III. Tipos principales y diferencias

IV. Campos de aplicación

1. Diagnostico medico

• Detección viral:Virus de ARN como el SARS-CoV-2, el VIH, el virus del dengue y los virus de la hepatitis.
• Diagnóstico de enfermedades genéticas:Detectar anomalías del ARNm a partir de mutaciones genéticas (por ejemplo, fibrosis quística, atrofia muscular espinal).

2. Investigación en biología molecular

• Análisis de expresión genética:Cuantificar los niveles de ARNm en células/tejidos (por ejemplo, efectos de fármacos mediante RT-qPCR).
• Investigación del virus ARN:Analizar la variación y replicación del genoma (por ejemplo, deriva antigénica de la influenza).

3. Ciencias Forenses y Epidemiología

• Tipificación viral:Amplificar genes virales conservados para secuenciarlos y rastrear las fuentes de infección (por ejemplo, COVID-19).
• Detección de muestras traza:RT-PCR anidada para análisis de ARN en muestras forenses (manchas de sangre, saliva).
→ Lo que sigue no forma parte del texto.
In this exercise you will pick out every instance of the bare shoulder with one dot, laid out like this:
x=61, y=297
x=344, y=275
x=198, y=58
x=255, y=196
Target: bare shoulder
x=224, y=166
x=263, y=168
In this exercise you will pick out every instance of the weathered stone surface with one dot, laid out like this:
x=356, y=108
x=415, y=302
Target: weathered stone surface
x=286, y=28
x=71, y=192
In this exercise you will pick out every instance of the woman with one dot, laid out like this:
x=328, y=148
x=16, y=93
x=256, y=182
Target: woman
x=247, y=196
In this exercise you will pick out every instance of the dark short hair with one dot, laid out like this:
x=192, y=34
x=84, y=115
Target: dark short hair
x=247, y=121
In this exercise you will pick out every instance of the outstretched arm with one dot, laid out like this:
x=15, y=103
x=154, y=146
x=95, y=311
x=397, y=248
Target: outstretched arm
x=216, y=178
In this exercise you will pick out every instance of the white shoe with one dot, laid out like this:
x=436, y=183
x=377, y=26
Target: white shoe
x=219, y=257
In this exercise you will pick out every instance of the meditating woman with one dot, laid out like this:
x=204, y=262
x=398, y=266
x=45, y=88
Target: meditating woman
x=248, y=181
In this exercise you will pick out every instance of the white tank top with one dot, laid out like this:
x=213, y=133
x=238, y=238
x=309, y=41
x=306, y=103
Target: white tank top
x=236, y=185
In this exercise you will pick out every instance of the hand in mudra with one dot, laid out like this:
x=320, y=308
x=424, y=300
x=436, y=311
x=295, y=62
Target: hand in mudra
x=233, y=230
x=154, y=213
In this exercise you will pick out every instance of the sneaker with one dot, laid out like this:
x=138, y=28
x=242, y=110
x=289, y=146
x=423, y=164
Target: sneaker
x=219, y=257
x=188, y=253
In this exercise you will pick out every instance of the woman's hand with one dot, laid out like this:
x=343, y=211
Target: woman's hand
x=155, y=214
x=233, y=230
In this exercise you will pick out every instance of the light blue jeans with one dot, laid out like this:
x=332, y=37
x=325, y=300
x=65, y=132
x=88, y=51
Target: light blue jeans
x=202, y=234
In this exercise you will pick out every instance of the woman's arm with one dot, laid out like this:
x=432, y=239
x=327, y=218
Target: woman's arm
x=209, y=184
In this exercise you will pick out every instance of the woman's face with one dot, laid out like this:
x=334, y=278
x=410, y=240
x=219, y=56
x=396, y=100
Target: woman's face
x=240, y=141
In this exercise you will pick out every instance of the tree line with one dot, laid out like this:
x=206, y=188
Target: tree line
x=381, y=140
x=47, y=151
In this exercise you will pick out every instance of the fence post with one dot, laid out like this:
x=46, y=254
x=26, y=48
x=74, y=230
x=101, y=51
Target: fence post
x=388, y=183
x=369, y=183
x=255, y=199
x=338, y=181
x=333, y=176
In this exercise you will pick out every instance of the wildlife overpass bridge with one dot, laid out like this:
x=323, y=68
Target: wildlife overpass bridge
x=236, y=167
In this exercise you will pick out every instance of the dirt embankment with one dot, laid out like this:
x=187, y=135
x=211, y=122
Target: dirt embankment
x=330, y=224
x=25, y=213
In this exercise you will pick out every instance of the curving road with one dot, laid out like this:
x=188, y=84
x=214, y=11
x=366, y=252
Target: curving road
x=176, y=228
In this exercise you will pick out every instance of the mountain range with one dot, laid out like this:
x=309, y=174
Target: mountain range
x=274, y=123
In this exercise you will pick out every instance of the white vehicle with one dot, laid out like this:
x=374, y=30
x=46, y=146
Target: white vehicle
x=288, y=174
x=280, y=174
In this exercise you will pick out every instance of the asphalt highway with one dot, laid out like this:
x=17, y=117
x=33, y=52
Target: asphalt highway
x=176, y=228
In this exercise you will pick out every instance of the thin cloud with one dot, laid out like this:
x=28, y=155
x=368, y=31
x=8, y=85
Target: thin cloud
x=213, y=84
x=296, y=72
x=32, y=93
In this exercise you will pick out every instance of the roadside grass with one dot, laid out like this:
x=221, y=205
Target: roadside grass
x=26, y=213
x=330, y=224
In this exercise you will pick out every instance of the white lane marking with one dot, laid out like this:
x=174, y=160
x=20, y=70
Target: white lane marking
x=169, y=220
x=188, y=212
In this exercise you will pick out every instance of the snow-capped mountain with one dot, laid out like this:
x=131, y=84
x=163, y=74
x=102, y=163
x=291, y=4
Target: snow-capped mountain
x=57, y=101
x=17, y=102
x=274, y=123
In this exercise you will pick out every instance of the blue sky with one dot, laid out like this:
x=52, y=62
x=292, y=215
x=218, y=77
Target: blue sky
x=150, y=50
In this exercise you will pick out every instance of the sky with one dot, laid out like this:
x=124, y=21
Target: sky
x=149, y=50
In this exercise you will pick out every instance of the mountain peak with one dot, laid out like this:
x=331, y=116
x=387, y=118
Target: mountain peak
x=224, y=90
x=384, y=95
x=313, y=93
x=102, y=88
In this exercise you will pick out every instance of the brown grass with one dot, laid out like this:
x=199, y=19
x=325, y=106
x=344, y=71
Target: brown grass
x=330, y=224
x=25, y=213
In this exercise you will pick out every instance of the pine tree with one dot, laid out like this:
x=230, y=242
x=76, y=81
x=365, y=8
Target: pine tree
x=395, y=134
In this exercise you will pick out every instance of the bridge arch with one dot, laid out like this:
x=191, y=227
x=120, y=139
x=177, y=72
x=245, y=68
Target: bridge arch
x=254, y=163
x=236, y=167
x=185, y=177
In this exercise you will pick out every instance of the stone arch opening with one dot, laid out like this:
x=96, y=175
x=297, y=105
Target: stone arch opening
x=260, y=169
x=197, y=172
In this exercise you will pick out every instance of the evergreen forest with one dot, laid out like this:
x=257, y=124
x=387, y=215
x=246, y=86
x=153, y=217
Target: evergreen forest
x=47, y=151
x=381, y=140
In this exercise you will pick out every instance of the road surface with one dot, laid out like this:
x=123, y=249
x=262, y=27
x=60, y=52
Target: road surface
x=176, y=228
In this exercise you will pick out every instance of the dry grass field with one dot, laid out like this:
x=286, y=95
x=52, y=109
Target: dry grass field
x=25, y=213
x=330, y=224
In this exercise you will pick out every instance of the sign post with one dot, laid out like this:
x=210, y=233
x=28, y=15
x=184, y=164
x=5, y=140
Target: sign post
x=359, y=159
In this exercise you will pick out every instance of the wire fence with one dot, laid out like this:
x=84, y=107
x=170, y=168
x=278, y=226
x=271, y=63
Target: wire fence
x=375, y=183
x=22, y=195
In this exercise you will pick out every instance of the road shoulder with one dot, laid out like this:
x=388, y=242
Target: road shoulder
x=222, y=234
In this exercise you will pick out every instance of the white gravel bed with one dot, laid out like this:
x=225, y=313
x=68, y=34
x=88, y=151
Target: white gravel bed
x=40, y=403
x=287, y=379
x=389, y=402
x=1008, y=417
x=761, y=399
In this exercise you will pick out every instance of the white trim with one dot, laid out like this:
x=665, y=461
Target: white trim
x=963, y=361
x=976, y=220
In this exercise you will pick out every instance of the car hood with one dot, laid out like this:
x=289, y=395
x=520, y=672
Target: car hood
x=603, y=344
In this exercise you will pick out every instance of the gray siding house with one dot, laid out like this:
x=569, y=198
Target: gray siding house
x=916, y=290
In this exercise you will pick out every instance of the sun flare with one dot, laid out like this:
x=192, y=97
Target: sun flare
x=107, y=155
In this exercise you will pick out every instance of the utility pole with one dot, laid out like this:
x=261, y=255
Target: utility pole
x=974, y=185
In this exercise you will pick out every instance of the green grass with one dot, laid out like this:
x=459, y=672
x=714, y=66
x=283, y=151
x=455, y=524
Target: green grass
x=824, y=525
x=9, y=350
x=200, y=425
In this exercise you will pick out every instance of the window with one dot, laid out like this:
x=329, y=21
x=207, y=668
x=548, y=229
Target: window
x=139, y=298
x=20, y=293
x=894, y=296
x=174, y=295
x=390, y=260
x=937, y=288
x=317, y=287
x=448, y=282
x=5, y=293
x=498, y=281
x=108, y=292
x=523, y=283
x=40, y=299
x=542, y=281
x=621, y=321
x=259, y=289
V. Precauciones y limitaciones

1. Consideraciones clave

• Anticontaminación:Incluya controles negativos (sin plantilla) y positivos (ARN conocido) para evitar falsos positivos por contaminación de ARN/ADNc de laboratorio.
• Diseño de imprimación:Dirigir las regiones de ARN conservadas para evitar la detección fallida debido a la variación de la secuencia (actualizar los cebadores para los virus mutantes).
• Calidad de la muestraLa baja eficiencia de extracción o degradación del ARN provoca falsos negativos; evalúe la pureza del ARN mediante espectrofotometría (relación A260/A280) o electroforesis.

2. Limitaciones

• Período de ventana:Los niveles bajos de ARN viral en la infección temprana pueden producir falsos negativos (por ejemplo, dentro de las 2 semanas posteriores a la infección por VIH).
• Errores de cuantificaciónLos resultados de qRT-PCR se ven afectados por la eficiencia del cebador y la eficiencia de la transcripción inversa, lo que requiere normalización con genes de referencia (por ejemplo, GAPDH).
• Complejidad operativa:La extracción de ARN y la transcripción inversa requieren un estricto control de temperatura, lo que exige estándares de laboratorio más elevados.

VI. Comparación con otras técnicas

• vs PCR:La PCR detecta el ADN directamente, mientras que la RT-PCR convierte primero el ARN en ADNc, lo que resulta adecuado para virus de ARN o análisis de expresión.
• vs secuenciación de ácidos nucleicosLa RT-PCR se dirige a secuencias de ARN conocidas, mientras que la secuenciación analiza secuencias desconocidas o genomas completos, pero es más costosa y requiere más tiempo.